Senior U.S. official gives Huawei "failing grade" in U.K. review
A new report issued by a government-led oversight board in Britain offered a highly critical assessment of the Chinese telecom giant Huawei, citing "significant technical issues" in the company's engineering processes and software that it said led to "new risks" in networks where Huawei's equipment was in use.
The board, which is led by a cybersecurity official from top British spy agency, GCHQ, and includes among its members a senior executive from Huawei, said it could provide "only limited assurance" that the long-term security risks of Huawei equipment could be managed. GCHQ is the British equivalent of the National Security Agency (NSA) in the United States.
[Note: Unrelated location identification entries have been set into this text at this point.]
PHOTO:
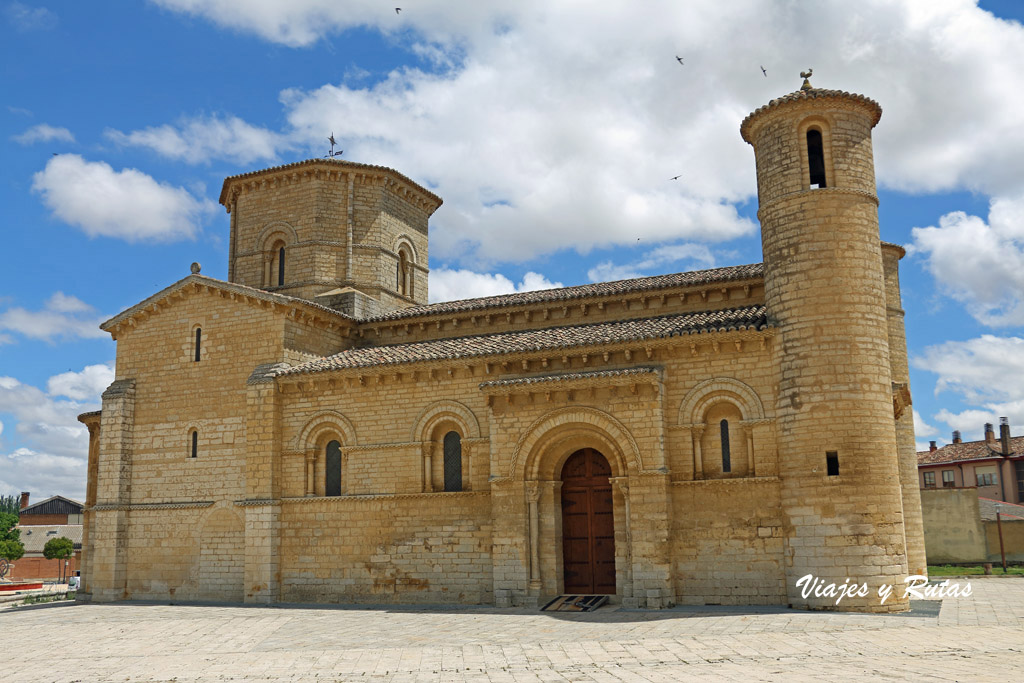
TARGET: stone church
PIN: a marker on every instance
(312, 430)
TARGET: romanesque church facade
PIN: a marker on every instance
(312, 430)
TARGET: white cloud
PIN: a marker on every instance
(62, 316)
(548, 128)
(922, 428)
(27, 18)
(53, 445)
(128, 204)
(44, 133)
(449, 285)
(199, 140)
(655, 262)
(977, 263)
(86, 385)
(987, 373)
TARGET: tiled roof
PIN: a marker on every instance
(55, 505)
(812, 93)
(614, 288)
(34, 537)
(228, 287)
(952, 453)
(336, 162)
(567, 377)
(752, 317)
(986, 507)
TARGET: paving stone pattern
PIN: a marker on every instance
(980, 638)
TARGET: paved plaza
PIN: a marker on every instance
(980, 638)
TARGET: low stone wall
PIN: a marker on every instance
(1013, 540)
(953, 531)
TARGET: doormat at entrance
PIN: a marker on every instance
(574, 603)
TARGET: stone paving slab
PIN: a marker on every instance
(980, 638)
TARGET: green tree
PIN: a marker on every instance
(11, 547)
(58, 549)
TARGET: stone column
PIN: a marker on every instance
(262, 503)
(109, 531)
(624, 487)
(90, 420)
(532, 499)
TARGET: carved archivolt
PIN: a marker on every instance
(700, 397)
(407, 242)
(566, 429)
(445, 411)
(323, 424)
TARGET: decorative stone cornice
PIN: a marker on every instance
(181, 505)
(730, 481)
(816, 96)
(821, 193)
(332, 170)
(569, 380)
(354, 498)
(253, 502)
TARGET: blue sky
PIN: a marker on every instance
(550, 129)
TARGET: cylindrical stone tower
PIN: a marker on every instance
(825, 293)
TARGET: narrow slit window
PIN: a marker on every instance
(816, 158)
(453, 462)
(726, 462)
(332, 484)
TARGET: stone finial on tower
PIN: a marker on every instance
(806, 75)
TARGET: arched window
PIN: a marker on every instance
(816, 158)
(724, 451)
(453, 462)
(332, 484)
(404, 273)
(724, 430)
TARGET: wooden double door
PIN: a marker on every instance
(588, 524)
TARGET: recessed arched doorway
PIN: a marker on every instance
(588, 526)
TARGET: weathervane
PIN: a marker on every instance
(806, 75)
(333, 154)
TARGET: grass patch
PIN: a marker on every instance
(971, 570)
(53, 597)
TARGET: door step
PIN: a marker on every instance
(574, 603)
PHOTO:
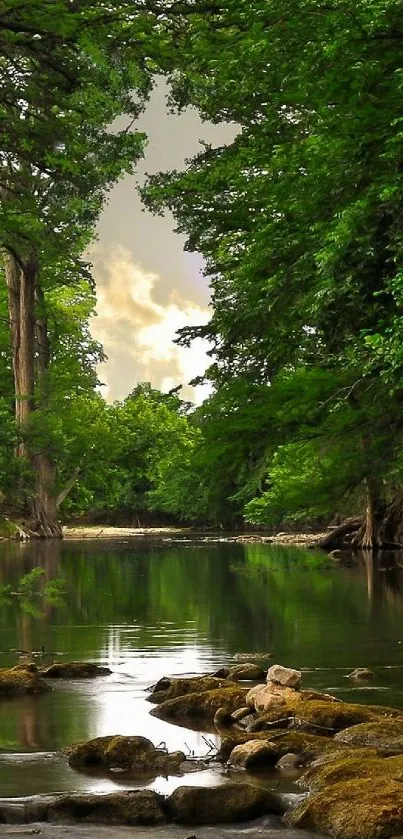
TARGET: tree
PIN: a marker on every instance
(299, 221)
(67, 71)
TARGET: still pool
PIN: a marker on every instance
(149, 608)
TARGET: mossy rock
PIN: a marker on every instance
(386, 735)
(130, 754)
(74, 670)
(328, 717)
(226, 803)
(346, 763)
(254, 754)
(204, 704)
(19, 681)
(248, 672)
(354, 809)
(307, 746)
(167, 689)
(137, 807)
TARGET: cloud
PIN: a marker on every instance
(137, 331)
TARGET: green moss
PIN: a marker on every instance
(204, 704)
(328, 717)
(131, 754)
(386, 735)
(126, 808)
(8, 529)
(18, 681)
(306, 746)
(343, 764)
(354, 809)
(167, 689)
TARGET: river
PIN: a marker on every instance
(149, 608)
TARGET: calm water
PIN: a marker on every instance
(148, 610)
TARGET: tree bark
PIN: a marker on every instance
(20, 281)
(30, 351)
(371, 534)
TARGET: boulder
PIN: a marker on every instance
(246, 673)
(135, 807)
(386, 735)
(252, 656)
(271, 696)
(74, 670)
(18, 681)
(253, 754)
(167, 689)
(361, 674)
(130, 754)
(349, 763)
(353, 809)
(329, 717)
(284, 676)
(204, 704)
(226, 803)
(307, 746)
(289, 763)
(241, 714)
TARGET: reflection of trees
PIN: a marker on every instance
(238, 597)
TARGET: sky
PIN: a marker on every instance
(147, 285)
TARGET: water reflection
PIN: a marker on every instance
(148, 610)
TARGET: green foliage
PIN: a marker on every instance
(299, 221)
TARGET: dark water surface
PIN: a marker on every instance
(148, 609)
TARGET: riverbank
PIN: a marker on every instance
(269, 825)
(71, 532)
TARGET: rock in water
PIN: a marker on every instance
(254, 754)
(19, 681)
(226, 803)
(74, 670)
(246, 672)
(284, 676)
(130, 754)
(126, 808)
(363, 673)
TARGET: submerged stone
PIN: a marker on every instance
(137, 807)
(226, 803)
(351, 764)
(167, 689)
(306, 746)
(247, 672)
(19, 680)
(253, 754)
(361, 673)
(74, 670)
(285, 676)
(354, 809)
(204, 704)
(386, 735)
(130, 754)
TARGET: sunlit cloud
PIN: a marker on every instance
(137, 332)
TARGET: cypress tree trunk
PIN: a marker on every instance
(30, 348)
(371, 534)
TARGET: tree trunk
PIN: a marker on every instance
(30, 349)
(44, 506)
(371, 534)
(20, 281)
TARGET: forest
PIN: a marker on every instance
(299, 224)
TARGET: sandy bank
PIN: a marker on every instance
(109, 532)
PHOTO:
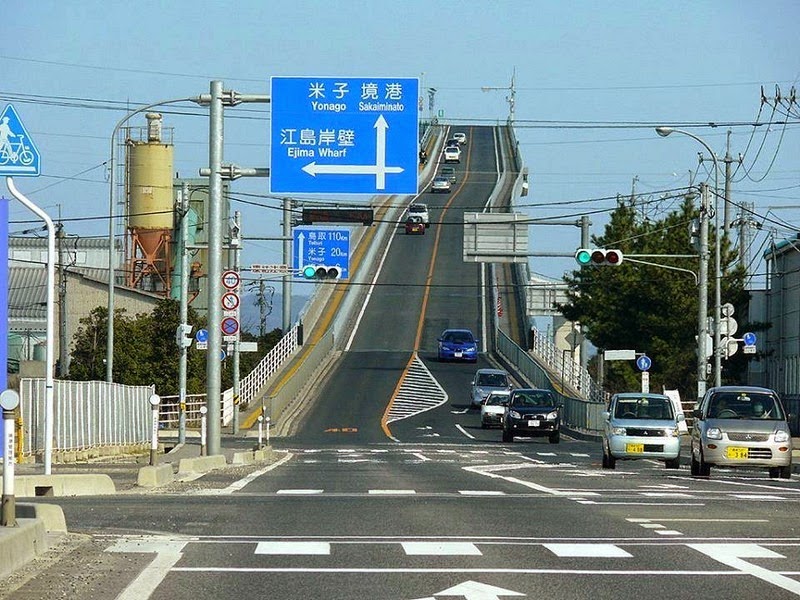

The U.S., which has effectively banned Huawei products since 2012, has been warning allies about the potential national security threats posed by Huawei, with increasing urgency recently, advising them to follow suit and ban Huawei's products from their developing 5G networks. 5G is the cellular technology that will facilitate significantly faster internet connections and pave the way for broad implementation of complex technologies like self-driving cars.
The report also said that Huawei had not taken meaningful steps to address security flaws in problems that had been identified a year ago. While it identified "serious and systemic defects in Huawei's software engineering and cyber security competence," the board said in the report that it does not believe the defects were a result of Chinese state interference.
The British oversight board, which has been running for eight years, is uniquely positioned to make assessments of Huawei products and processes; the Shenzhen-based company provides the board, known as the Huawei Cyber Security Evaluation Centre (HCSEC) Oversight Board, with the source code for its equipment in order to mitigate perceived risks arising from its use.
Speaking on condition of anonymity, a senior U.S. government official told CBS News the U.K.'s report "doubles down on exactly why we have concerns" about Huawei.
"We see them giving a pretty public failing grade – and our assessment is we couldn't mitigate or manage [those risks], either," the official said.
Key among the HCSEC's findings, according to the official, is what essentially looks like the incorporation of, rather than a backdoor, a 'bug door' – a software bug that may resemble poor engineering practice but could actually be a way to offer the company a deniable means of sharing purported source code that in reality doesn't match its actual software.
"That's where this concern arises: you can't tell what's intentional, what's discovered but unfixed … what is truly just a process of poor quality and engineering practices," the official said. "And as long as there's that debate it gives the company the margin of safety, the country the margin of safety, but still leaves you just as exposed."
"It's explainable if found – but it's just as deadly," the official said, adding the bug could also be found and exploited by other adversaries, including Russia and Iran.
The most critical findings of the report were likely to have been softened, the official added, given Huawei's direct involvement in the board that issues it.
Still, the official stressed, "We think it's pretty heinous, and that's after Huawei got to sand the edges off to make it less so."
Last summer, Australia effectively banned Huawei from its 5G buildout, but other major U.S. allies, including Britain, Canada and Germany, have held out. The latter recently signaled it would not move to block Huawei from its 5G networks, in defiance of the U.S.'s appeals.
And earlier this week, the European Union also declined to issue a blanket ban on Huawei, calling instead for a security review, to conclude by the end of this year, by all of its Member States. Huawei said it welcomed the EU's "objective and proportionate" approach.
The company did not immediately respond to a request for comment from CBS News.
The senior U.S. official said that countries that are dismissing warnings – these findings from the U.K. latest among them – were potentially inviting both compromised security and higher costs.
"The message I would want those countries considering using Huawei, who are doing it primarily on cost – I think this analysis should show that the total cost of ownership is not reflected in the equipment alone, but also the impact the flaws will have on reliability, quality control, and support."
"We can't afford an environment where the lowest bidder drives out the most secure Western options for economic reasons," the official said.
And the forcefulness with which the U.S. has been issuing its own warnings, the official suggested, was a reflection of the high stakes at hand.
"I think some of the hard messaging you're seeing is because of this serious worry we have," the official said, "that we're watching others fall into a pretty dangerous space."